Development of a Real-Time Polymerase Chain Reaction Method to Measure Ligation Efficiency

09/05/2015

Jessica Qiu, Priscilla Chen, Serena Lin

Department of Microbiology and Immunology, University of British Columbia

Volume 19
Fall 2014 / Winter 2015

An efficient method to measure ligation efficiency would be a useful tool in experiments that use the ligase enzyme.
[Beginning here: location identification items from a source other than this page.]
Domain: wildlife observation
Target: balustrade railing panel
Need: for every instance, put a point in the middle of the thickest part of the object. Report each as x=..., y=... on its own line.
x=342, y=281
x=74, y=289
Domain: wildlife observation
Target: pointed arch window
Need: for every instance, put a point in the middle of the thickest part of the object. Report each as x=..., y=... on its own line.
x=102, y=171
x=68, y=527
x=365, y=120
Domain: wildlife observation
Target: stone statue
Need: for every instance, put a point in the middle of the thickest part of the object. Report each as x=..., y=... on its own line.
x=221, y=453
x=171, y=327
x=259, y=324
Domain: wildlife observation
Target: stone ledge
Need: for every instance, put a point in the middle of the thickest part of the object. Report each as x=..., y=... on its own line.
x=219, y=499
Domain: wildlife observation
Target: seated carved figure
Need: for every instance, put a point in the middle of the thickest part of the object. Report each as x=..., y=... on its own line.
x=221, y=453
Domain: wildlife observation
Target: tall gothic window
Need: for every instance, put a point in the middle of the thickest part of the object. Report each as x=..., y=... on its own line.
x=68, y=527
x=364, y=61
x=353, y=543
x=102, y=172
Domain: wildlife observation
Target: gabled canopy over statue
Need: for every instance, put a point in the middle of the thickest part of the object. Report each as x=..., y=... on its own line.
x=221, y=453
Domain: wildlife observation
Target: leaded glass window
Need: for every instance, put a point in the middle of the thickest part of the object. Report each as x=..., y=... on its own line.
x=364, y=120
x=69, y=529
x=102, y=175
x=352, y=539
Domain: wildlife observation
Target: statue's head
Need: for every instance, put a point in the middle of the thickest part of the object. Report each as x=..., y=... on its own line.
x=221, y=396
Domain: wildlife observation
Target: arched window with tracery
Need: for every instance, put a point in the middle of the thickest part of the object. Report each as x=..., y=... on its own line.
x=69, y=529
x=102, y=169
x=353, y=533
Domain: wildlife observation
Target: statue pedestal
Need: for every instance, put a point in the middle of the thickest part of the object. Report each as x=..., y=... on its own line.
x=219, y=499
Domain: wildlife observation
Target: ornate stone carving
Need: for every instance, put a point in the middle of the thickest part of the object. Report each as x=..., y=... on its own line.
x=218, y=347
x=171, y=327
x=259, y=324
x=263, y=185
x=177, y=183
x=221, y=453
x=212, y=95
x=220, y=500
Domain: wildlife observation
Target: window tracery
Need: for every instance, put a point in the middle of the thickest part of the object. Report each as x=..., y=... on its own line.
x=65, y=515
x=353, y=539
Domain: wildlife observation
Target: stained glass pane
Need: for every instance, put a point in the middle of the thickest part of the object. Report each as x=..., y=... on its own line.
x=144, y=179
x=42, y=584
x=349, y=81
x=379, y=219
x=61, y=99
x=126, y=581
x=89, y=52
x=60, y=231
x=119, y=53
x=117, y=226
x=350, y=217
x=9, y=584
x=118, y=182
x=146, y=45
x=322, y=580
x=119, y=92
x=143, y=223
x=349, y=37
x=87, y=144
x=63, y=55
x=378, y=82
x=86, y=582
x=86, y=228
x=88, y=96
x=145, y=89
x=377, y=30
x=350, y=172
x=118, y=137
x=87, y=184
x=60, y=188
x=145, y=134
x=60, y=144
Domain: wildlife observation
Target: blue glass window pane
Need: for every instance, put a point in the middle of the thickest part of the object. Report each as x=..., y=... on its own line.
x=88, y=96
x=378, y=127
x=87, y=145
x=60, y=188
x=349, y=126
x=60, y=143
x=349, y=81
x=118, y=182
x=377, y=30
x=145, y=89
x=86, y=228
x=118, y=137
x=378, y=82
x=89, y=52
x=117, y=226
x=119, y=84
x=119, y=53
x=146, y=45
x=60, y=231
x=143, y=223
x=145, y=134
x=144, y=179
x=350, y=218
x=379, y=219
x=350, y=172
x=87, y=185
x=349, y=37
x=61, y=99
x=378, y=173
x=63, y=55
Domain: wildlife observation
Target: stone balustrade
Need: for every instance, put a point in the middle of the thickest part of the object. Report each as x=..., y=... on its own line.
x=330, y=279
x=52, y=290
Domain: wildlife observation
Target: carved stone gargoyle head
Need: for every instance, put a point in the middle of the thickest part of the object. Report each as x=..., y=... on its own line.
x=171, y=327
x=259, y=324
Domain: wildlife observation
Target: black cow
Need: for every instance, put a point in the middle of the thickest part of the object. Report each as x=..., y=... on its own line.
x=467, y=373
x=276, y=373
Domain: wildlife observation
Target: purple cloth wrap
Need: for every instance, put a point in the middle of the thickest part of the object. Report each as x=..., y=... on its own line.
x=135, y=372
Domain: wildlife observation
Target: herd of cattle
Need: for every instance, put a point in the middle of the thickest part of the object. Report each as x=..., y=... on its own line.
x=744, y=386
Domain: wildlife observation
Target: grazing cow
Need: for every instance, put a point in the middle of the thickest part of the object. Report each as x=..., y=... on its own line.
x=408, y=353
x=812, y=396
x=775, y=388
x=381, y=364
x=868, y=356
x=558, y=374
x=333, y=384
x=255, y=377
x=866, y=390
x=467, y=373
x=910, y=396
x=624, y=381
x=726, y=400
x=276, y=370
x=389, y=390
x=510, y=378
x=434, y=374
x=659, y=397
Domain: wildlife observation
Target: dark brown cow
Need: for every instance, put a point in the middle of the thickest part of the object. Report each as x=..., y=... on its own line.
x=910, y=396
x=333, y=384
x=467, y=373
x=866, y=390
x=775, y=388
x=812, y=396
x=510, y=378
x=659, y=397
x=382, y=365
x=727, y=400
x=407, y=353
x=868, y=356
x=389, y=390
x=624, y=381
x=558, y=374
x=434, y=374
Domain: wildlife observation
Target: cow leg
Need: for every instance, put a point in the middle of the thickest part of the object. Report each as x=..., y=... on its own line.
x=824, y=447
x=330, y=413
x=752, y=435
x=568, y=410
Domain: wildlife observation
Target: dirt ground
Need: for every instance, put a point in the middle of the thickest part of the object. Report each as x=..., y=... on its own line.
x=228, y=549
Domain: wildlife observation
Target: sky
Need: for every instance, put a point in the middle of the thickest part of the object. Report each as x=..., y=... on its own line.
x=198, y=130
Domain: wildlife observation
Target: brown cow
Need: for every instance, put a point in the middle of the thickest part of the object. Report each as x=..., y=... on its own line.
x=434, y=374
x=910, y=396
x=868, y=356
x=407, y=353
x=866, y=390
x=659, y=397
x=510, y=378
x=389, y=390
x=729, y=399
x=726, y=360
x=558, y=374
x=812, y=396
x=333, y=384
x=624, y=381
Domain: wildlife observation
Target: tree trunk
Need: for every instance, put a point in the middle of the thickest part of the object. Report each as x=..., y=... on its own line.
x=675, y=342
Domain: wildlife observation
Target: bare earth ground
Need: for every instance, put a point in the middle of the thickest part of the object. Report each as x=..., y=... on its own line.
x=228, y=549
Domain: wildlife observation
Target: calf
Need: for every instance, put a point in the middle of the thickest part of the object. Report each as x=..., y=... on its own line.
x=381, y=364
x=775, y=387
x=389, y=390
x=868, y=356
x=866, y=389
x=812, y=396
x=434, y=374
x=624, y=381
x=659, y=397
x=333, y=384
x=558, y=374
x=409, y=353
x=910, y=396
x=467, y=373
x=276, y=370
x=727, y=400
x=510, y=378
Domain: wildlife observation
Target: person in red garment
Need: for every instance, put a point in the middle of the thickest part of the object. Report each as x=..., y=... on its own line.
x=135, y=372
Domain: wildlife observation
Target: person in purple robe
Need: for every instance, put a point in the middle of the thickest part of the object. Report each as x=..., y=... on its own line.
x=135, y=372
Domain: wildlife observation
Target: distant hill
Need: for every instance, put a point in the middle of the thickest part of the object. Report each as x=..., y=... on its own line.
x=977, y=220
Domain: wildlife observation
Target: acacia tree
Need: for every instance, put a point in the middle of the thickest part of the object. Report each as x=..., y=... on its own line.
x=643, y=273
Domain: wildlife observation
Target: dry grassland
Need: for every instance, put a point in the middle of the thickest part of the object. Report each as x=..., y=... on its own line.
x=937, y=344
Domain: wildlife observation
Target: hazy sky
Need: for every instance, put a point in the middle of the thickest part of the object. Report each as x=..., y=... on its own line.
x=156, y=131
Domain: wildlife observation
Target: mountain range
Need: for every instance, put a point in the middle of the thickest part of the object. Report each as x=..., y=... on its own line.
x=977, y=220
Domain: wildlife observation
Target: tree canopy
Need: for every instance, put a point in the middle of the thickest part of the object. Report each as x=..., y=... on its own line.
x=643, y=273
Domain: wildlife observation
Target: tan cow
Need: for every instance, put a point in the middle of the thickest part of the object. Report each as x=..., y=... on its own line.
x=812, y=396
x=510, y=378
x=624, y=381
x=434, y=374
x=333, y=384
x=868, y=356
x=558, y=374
In this study, real-time polymerase chain reaction (qPCR) was used to determine whether the ligation of synthetic oligonucleotides by T4 DNA ligase had occurred. qPCR is a technique used to simultaneously amplify and quantify DNA, and is widely used in many research settings for gene expression analysis. As an alternative to gel electrophoresis, qPCR was used to confirm ligation since it not only requires less time to produce results, but also is a more sensitive assay capable of detecting a few femtogram quantities of DNA. A second objective was to determine the effect of cohesive ends’ GC (guanine and cytosine) content on the ligation efficiency of T4 DNA ligase. The results of the initial experimental setup resulted in no amplification, which may be due to complementary 5’ and 3’ ends of ligated oligonucleotides forming concatemers. Modified oligonucleotide sequences resulted in DNA amplification during qPCR, indicating that ligation had occurred. qPCR can be used as a method to analyze ligation by T4 DNA ligase, and can be utilized in further experiments to determine ligation efficiencies of cohesive ends with different GC content. However, caution must be taken when designing oligonucleotides to avoid unfavourable formation of DNA structures that may hinder the amplification of DNA during qPCR.